Cresce o número de mortes por intoxicação
Na noite desta quarta-feira, 4, o governo do Estado de São Paulo confirmou a 12ª morte relacionada à intoxicação por metanol. A mais recente vítima é um homem de 26 anos, residente em Mauá, na região metropolitana de São Paulo. De acordo com as autoridades, essa tragédia ressalta a gravidade do problema que vem afetando diversas localidades paulistas.
Segundo informações divulgadas pela Secretaria de Saúde, o Estado contabiliza atualmente 52 casos confirmados de intoxicação por metanol. Os óbitos já registrados estão distribuídos da seguinte forma: quatro homens nascidos entre 26 e 54 anos na capital paulista; uma mulher de 30 anos e um homem de 62 anos em São Bernardo do Campo; dois homens de 23 e 25 anos e uma mulher de 27 anos em Osasco; um homem de 37 anos em Jundiaí; um homem de 26 anos em Sorocaba; e, por fim, o recente caso de Mauá, novamente com um homem de 26 anos.

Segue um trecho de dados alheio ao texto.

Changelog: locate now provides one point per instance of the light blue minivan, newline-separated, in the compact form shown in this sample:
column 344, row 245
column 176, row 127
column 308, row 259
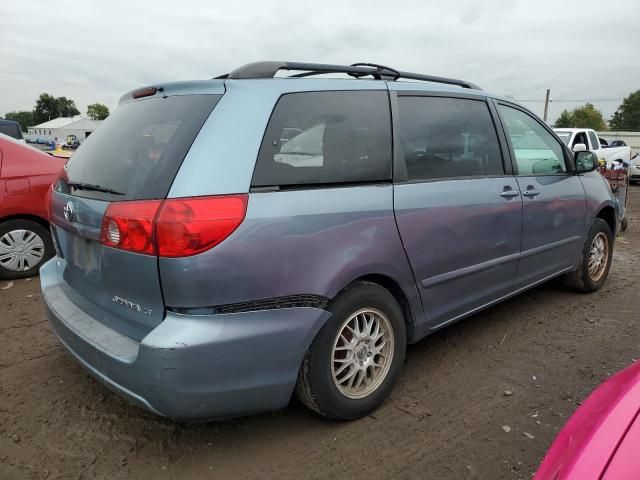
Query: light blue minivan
column 224, row 243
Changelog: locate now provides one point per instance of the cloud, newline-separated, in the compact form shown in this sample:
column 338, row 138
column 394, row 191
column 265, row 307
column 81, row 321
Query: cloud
column 95, row 51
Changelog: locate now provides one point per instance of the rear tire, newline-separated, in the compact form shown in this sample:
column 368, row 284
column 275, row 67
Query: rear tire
column 624, row 224
column 595, row 259
column 354, row 361
column 24, row 246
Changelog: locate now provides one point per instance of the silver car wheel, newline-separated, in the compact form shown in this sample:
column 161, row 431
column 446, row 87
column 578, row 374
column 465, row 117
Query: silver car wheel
column 21, row 250
column 362, row 353
column 598, row 256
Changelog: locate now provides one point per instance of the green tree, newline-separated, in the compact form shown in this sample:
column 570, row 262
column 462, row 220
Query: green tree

Além dessas fatalidades, o governo estadual investiga ainda quatro outros óbitos suspeitos, sendo um em Guariba, onde a vítima tinha 39 anos, um em São José dos Campos com 31 anos, e outros dois em Cajamar, com idades de 29 e 38 anos.
A comercialização de bebidas clandestinas
No ano passado, o Estado de São Paulo e a região metropolitana enfrentaram um grave problema relacionado à comercialização de bebidas alcoólicas sem origem confiável ou clandestinas, muitas das quais continham metanol, uma substância extremamente tóxica capaz de causar a morte. O aumento de casos foi alarmante, levando o Ministério da Saúde a estabelecer uma sala de situação para monitorar a situação e implementar estratégias efetivas para combater o problema.
Foram realizadas diversas operações policiais com o objetivo de apreender bebidas adulteradas e prender indivíduos envolvidos na fabricação e distribuição dessas substâncias nocivas. A ação do governo visa não apenas a proteção da saúde pública, mas também a responsabilização dos envolvidos nesse crime que coloca em risco a vida de muitos cidadãos.
Com o registro desta nova morte, o número total de óbitos no Brasil devido ao consumo de álcool contaminado por metanol já chega a 17. A gravidade da situação é um alerta para a população e para as autoridades, que precisam intensificar as ações de fiscalização e conscientização sobre os riscos associados a bebidas licenciadas.
São Paulo, portanto, se destaca como o Estado mais afetado por essa problemática, e a luta contra o metanol nas bebidas alcoólicas é um desafio que exige a união de esforços entre as esferas governamentais e a sociedade civil.